Kultivator Terkuat yang Mengira Dirinya Warga Sipil.

P12
Chapter #2

BAB 2: Tamu yang Terlalu Rajin

BAB 2: Tamu yang Terlalu Rajin

Lin Xiaoyun terbangun keesokan paginya dengan perasaan yang sangat asing. Seluruh pori-pori kulitnya terasa sejuk, dan energi di dalam dantiannya berputar dengan kecepatan yang belum pernah ia rasakan sebelumnya. Ia bukan lagi seorang praktisi tahap Inti Emas yang terluka; ia sekarang adalah seorang ahli Jiwa Nascent yang kuat. Hanya karena satu malam tidur di gubuk kayu ini dan makan sepiring tumis sawi.

Ia melihat ke arah jendela. Di sana, Lu Chen sudah sibuk di luar.

"Hup! Satu... dua..."

Lu Chen sedang melakukan senam pagi sederhana—gerakan peregangan yang sering ia lihat di video YouTube di kehidupan sebelumnya. Namun di mata Lin Xiaoyun, setiap gerakan tangan Lu Chen menciptakan pusaran energi alami yang menenangkan. Awan di langit seolah-olah bergerak mengikuti irama tangannya.

"Senior Lu!" Lin Xiaoyun berlari keluar, lalu segera bersujud. "Terima kasih atas budi penyelamatan Anda. Saya, Lin Xiaoyun, tidak akan pernah melupakan kebaikan ini."

Lu Chen berhenti meregangkan ototnya dan menggaruk kepalanya yang tidak gatal. "Aduh, Nona Lin, tolong bangun. Jangan sujud-sujud begitu, nanti bajumu kotor lagi. Saya sudah bilang, saya hanya warga sipil. Kamu membuatku merasa seperti kakek-kakek."
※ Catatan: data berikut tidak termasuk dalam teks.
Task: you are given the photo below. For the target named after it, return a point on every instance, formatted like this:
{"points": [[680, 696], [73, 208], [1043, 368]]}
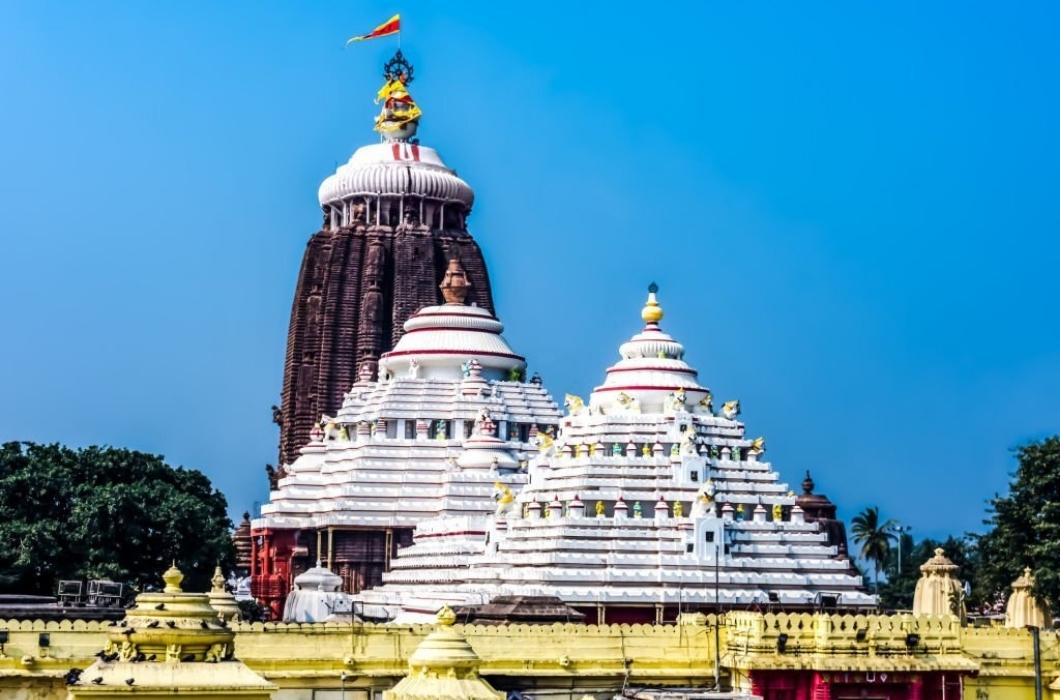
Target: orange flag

Warga sipil? Lin Xiaoyun tersenyum pahit dalam hati. Mana ada warga sipil yang memelihara Phoenix sebagai ayam jago dan menggunakan kapak pembelah ruang untuk memotong kayu bakar?

"Karena saya tidak punya tempat tujuan, izinkan saya tinggal di sini untuk melayani Anda, Senior," pinta Lin Xiaoyun dengan tulus. Ia tahu, di luar sana Sekte Gerhana Bayangan masih mencarinya. Tempat ini adalah satu-satunya zona aman di seluruh benua.

Lu Chen menimbang-nimbang. Yah, punya asisten cantik di rumah tidak buruk juga. Lagipula, mencuci baju dan menyapu lantai itu melelahkan.

"Baiklah, kalau kamu memaksa. Tapi jangan panggil aku 'Senior'. Panggil saja namaku. Oh ya, kalau mau bantu, tolong sapu halaman ya. Aku harus pergi ke sungai sebentar untuk mengambil air," ucap Lu Chen sambil mengambil dua ember kayu tua.

"Baik, Senior—maksud saya, Tuan Lu!" Lin Xiaoyun dengan semangat mengambil sapu lidi di pojok pagar.

Begitu Lu Chen hilang dari pandangan, Lin Xiaoyun mulai menyapu. Namun, ia segera menyadari sesuatu yang mengerikan. Sapu lidi itu... setiap helainya terbuat dari ranting Pohon Pencerahan!